5. Before Midnight (Richard Linklater, USA)

At one point in the finale(?) of Richard Linklater's exquisite trilogy, Julie Delpy mentions that she once saw an old black and white movie where an unhappily married couple visits Pompeii.  Unless I'm not mistaken, she's talking about Rossellini's Voyage to Italy, and it's a knowing reference on the film's part.  Voyage is about an upper-class, middle-age man and wife traveling through Europe, growing tired and distant, sniping at one another, falling out (sound familiar?), and eventually reconciling in a sudden happy ending that still makes movie buffs complain.  This reference is both a skeleton key and a crowning touch for Before Midnight.  A valedictory for the Gen-X indies of the 90s (whose practitioners are getting old, and not always gracefully), it's also a revision of the alienated relationship dramas of the 60s, which Voyage kicked off.  If Rossellini's happy ending has been received as a spiritual statement, Midnight has a happy ending because working your ass off towards one is the best anybody can do.  This means a lot, especially from one of the few directors today who knows that a conversation between two people is worthy of an entire film.  A warm testament to talk, to late summer, to outdoor cafes, and to collaborative filmmaking.

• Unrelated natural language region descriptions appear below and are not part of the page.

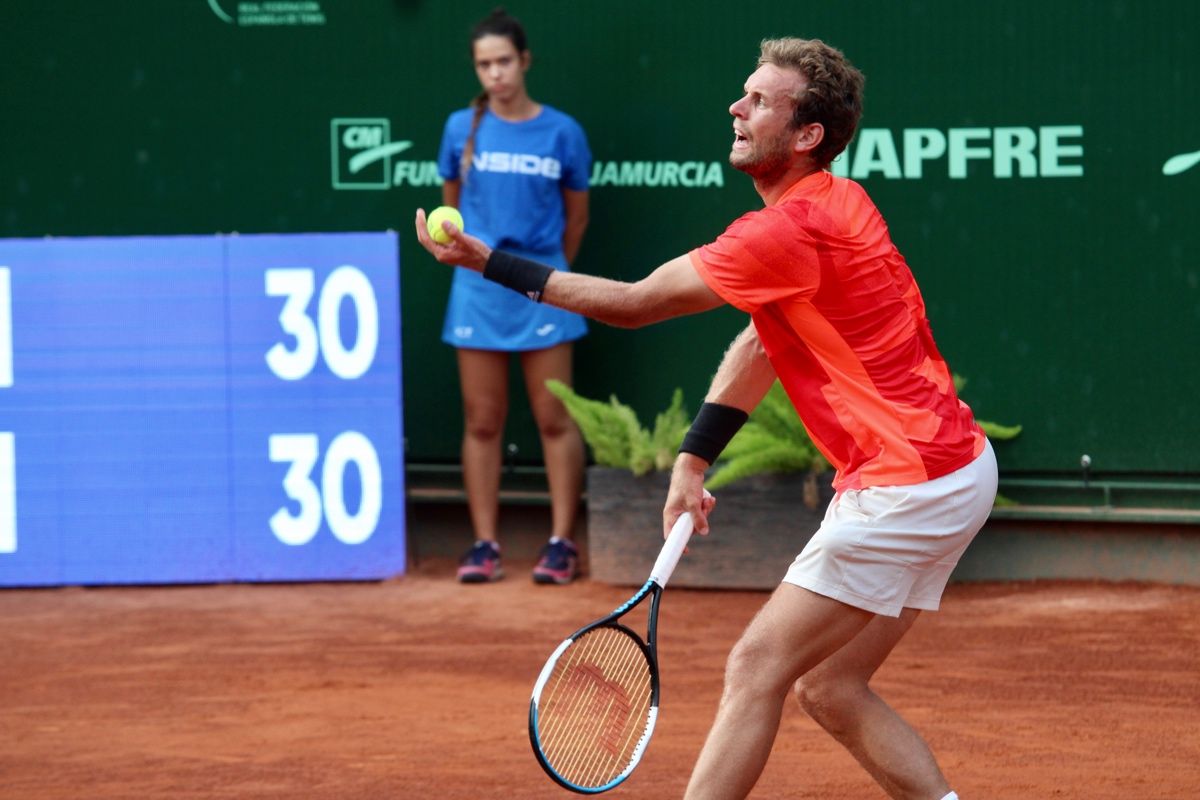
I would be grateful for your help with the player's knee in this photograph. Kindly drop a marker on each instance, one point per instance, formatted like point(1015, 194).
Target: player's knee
point(749, 667)
point(555, 427)
point(484, 425)
point(831, 702)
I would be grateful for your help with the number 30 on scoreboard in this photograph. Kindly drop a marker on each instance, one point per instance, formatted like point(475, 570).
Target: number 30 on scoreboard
point(301, 450)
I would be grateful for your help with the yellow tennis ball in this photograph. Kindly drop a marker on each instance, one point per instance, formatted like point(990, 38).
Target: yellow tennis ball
point(439, 215)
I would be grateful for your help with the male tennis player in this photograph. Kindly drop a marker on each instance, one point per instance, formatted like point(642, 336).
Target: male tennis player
point(838, 318)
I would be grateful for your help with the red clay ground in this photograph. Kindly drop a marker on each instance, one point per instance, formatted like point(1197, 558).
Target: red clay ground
point(418, 687)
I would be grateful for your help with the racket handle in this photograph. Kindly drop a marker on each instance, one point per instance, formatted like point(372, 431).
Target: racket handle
point(677, 540)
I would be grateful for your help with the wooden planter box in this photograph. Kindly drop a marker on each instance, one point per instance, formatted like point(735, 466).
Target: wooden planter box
point(760, 525)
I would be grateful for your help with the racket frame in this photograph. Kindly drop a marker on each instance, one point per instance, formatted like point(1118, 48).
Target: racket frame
point(649, 650)
point(653, 589)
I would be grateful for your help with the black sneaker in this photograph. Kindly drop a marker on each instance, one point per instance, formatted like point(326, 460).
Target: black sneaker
point(558, 563)
point(481, 564)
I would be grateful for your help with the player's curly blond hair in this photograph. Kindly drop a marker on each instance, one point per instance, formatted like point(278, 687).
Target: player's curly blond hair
point(834, 92)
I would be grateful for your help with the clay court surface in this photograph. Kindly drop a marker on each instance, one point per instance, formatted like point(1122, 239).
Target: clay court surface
point(418, 687)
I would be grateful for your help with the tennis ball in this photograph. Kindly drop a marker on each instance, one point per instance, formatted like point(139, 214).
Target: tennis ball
point(439, 215)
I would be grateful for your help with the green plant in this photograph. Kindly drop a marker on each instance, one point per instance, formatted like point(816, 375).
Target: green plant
point(616, 435)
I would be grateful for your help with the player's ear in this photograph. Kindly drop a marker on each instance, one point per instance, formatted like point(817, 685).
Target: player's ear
point(808, 138)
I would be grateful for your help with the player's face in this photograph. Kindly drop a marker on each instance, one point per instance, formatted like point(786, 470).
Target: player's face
point(763, 136)
point(501, 67)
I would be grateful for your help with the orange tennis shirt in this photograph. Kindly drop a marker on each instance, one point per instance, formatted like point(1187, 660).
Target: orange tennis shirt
point(844, 325)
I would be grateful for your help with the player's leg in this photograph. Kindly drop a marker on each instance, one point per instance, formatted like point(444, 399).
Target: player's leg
point(561, 440)
point(791, 635)
point(484, 377)
point(837, 695)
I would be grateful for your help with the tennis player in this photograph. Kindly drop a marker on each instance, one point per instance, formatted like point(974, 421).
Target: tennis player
point(838, 318)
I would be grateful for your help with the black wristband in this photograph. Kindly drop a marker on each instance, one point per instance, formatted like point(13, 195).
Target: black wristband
point(712, 431)
point(517, 274)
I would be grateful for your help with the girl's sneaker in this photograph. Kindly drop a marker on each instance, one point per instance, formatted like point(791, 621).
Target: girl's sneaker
point(481, 564)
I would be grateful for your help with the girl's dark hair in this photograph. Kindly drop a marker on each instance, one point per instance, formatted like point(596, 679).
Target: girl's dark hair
point(498, 23)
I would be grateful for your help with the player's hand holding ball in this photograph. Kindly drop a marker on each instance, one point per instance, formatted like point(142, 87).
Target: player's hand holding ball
point(460, 250)
point(439, 215)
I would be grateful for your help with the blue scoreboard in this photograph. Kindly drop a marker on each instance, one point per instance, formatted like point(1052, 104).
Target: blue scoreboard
point(201, 409)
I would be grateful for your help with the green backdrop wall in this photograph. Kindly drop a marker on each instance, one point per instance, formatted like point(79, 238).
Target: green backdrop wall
point(1017, 149)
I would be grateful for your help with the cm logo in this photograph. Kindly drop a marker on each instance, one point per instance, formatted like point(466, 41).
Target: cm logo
point(361, 152)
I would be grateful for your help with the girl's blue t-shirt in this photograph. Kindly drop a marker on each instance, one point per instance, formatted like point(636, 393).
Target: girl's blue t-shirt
point(513, 200)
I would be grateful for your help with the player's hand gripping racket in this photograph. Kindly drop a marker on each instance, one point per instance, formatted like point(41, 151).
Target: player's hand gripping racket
point(597, 698)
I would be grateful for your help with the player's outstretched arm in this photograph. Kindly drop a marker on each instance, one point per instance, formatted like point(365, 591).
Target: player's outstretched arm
point(738, 386)
point(673, 289)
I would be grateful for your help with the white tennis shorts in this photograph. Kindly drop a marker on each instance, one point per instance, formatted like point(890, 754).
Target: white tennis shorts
point(891, 547)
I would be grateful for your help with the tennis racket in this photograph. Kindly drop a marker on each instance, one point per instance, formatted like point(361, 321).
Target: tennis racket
point(595, 701)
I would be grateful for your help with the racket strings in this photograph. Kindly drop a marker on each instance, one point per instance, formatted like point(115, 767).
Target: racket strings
point(595, 707)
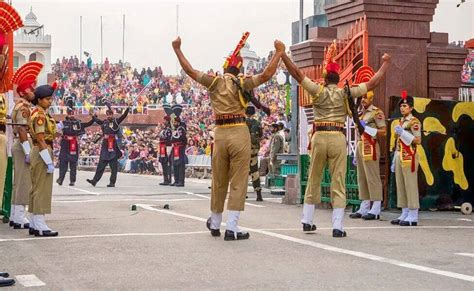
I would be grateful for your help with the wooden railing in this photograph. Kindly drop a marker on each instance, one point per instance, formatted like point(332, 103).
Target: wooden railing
point(352, 52)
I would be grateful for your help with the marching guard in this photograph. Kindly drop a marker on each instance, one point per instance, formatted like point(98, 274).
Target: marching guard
point(109, 151)
point(231, 154)
point(43, 130)
point(367, 156)
point(72, 129)
point(328, 143)
point(179, 142)
point(25, 80)
point(405, 163)
point(165, 147)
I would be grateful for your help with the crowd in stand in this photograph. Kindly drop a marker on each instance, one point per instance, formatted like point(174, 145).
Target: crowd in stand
point(96, 85)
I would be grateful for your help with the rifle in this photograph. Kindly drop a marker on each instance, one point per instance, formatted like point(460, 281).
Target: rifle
point(353, 108)
point(237, 49)
point(250, 97)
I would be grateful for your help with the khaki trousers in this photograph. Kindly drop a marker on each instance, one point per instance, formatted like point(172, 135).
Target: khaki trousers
point(230, 164)
point(368, 175)
point(407, 184)
point(328, 148)
point(41, 184)
point(3, 164)
point(21, 175)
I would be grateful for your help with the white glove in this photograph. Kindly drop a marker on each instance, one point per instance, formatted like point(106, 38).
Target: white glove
point(46, 157)
point(26, 147)
point(370, 131)
point(407, 137)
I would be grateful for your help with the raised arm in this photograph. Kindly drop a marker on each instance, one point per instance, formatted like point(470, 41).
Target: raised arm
point(89, 123)
point(375, 81)
point(97, 120)
point(187, 67)
point(273, 65)
point(124, 115)
point(293, 69)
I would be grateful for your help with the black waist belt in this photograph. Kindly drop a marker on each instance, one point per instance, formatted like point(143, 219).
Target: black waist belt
point(329, 128)
point(48, 142)
point(235, 120)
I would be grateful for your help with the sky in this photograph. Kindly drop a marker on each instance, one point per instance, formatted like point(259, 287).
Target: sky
point(209, 29)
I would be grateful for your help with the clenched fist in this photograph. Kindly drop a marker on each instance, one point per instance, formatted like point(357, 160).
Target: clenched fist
point(386, 57)
point(176, 43)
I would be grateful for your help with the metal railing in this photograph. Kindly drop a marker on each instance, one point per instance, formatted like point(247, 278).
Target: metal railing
point(84, 110)
point(466, 94)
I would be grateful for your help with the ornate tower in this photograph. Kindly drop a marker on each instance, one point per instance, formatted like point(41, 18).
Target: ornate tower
point(32, 44)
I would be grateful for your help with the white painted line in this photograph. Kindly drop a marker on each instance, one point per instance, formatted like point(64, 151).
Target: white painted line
point(101, 236)
point(326, 247)
point(464, 219)
point(465, 254)
point(83, 190)
point(127, 199)
point(197, 195)
point(376, 227)
point(207, 197)
point(29, 281)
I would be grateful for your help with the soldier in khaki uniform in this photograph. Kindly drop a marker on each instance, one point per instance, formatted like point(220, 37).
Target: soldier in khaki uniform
point(368, 159)
point(43, 130)
point(405, 163)
point(231, 154)
point(277, 144)
point(328, 144)
point(25, 79)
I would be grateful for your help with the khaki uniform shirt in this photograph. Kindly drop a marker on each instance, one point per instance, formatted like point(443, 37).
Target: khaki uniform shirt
point(373, 117)
point(330, 102)
point(42, 122)
point(224, 93)
point(21, 113)
point(412, 125)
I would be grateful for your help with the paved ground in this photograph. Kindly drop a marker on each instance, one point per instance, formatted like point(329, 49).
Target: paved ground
point(105, 245)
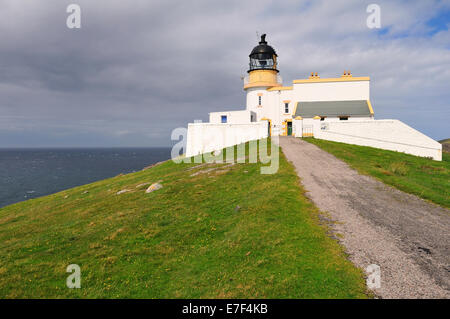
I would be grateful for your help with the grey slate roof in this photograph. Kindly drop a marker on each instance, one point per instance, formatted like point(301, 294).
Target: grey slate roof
point(332, 108)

4. Computer Chess (Andrew Bujalski, USA)

Few film this year lifted my spirits as much as Andrew Bujalski's delightfully bizarre shaggy dog comedy.  Sundance titles post-Garden State too often feel like studio movies where the characters are wearing hoodies, but this one was both a return to the lo-fi spirit of 80s/90s touchstones like Stranger Than Paradise plus its own kind of step forward into the zeitgeist.  If you're looking for a movie about how we arrived in our new techno-driven millennium, you can keep Mark Zuckerberg endlessly clicking Refresh at the end of The Social Network—just let me keep the story of a hacker convention and a weird New Age sex therapy group trying to share space in the same hotel.  Entrancing, inventive, and surreal.

3. Stranger By the Lake (Alain Guiraudie, France)

Like Antonioni's Blow-Up plus gay cruising (but much funnier than Antonioni ever was), this is a peculiar kind of murder mystery.  It's not that the murderer's identity is ever in doubt—we see it happen.  But the mystery, scarcely resolved, is why the crime took place, and why a young witness finds himself so fatally attracted to the perp.  Time and again, "Queer cinema" faces an uphill battle.  On the one hand, its distinct identity is essential to its existence; on the other hand, it risks ghettoization, of being something that straight audiences assume doesn't apply to them.  Stranger By the Lake walks this line to perfection, turning its deliciously minimal mircocosm—a rocky shore where everything except sexual appeal/desire/identity has been removed—into something specific yet intensely universal, and always compellingly mysterious.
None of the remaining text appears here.